What is the ROI case for a board-level budget presentation?

Three numbers anchor the board-level case: RN replacement cost of $37,700-$58,400 per nurse (NSI 2026); organizational factors accounting for approximately 70% of physician burnout variance (Trockel et al., JAMA Internal Medicine, 2018); and organizational interventions producing larger burnout reductions than individual-level programs (West et al., The Lancet, 2016). The diagnostic addresses the organizational layer where 70% of the variance lives. A single avoided RN departure recovers a material portion of a focused engagement's cost. Avoided regulatory deficiencies add to the return.

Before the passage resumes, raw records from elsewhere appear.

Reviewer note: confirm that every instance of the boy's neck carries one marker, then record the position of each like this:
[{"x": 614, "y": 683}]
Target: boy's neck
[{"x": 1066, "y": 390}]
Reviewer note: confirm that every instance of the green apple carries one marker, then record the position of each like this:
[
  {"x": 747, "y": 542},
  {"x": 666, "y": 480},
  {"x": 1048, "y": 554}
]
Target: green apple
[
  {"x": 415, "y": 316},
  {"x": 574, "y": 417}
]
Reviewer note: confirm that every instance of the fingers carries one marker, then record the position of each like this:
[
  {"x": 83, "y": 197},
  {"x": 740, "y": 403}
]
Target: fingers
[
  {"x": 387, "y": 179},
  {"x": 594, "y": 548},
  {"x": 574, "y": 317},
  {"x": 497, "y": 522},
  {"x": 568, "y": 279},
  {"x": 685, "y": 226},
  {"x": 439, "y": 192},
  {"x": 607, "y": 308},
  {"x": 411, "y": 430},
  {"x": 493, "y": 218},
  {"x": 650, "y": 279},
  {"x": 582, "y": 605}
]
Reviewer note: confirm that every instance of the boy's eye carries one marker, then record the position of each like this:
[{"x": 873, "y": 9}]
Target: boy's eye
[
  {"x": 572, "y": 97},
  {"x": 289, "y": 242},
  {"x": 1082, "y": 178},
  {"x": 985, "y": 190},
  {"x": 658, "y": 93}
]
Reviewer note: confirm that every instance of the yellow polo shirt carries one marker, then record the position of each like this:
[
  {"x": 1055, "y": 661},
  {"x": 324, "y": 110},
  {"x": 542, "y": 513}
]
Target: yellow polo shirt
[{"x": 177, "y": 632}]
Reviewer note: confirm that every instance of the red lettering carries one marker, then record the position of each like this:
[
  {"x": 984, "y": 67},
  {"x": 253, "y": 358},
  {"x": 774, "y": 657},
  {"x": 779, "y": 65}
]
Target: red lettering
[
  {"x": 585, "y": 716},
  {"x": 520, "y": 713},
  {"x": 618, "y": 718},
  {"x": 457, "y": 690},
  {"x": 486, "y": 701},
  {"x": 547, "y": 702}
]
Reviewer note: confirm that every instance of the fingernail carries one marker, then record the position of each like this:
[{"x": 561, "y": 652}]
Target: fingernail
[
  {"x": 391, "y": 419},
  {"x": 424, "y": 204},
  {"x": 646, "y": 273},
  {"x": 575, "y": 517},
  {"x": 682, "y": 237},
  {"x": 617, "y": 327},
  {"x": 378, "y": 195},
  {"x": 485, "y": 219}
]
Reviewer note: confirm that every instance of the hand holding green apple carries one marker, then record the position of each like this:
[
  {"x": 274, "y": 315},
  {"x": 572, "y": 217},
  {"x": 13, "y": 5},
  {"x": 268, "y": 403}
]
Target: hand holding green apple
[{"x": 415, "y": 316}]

Does the diagnostic fee include the follow-on implementation engagement?

No. The diagnostic is a discrete engagement with its own deliverable set. Follow-on bespoke work — regulatory-burden organizational redesign, a clinician-leader cohort, a just-culture infrastructure build — is scoped and priced separately. The diagnostic is not a sales gate for follow-on work; it stands on its own deliverables.

How quickly can we receive a scoped proposal?

A scoped proposal typically follows within 5-7 business days of the discovery session. The discovery session establishes the workforce cohort, function set, regulatory context, and timeline — the variables that determine scope. Schedule the discovery session through the link below.

Is the diagnostic appropriate for PE-portfolio healthcare companies?

Yes. PE-portfolio healthcare platforms in the 0-90 day post-close window and the 18-36 month aftercare window are a primary use case. Workforce signal — autonomic load, relational coherence, attrition risk — is the leading indicator of integration trajectory. The diagnostic provides the structural map before that signal becomes a retention event or a compliance finding. Scope is typically calibrated to the platform company's leadership tier and the specific functions carrying the most post-close integration load.

Can the diagnostic be conducted entirely remotely?

Yes. The workforce survey is administered digitally. Leader interviews and the leadership-team debrief are conducted via video. In-person delivery is available and is the preferred format for the debrief; it is not required. Remote delivery does not reduce deliverable scope or analytical depth.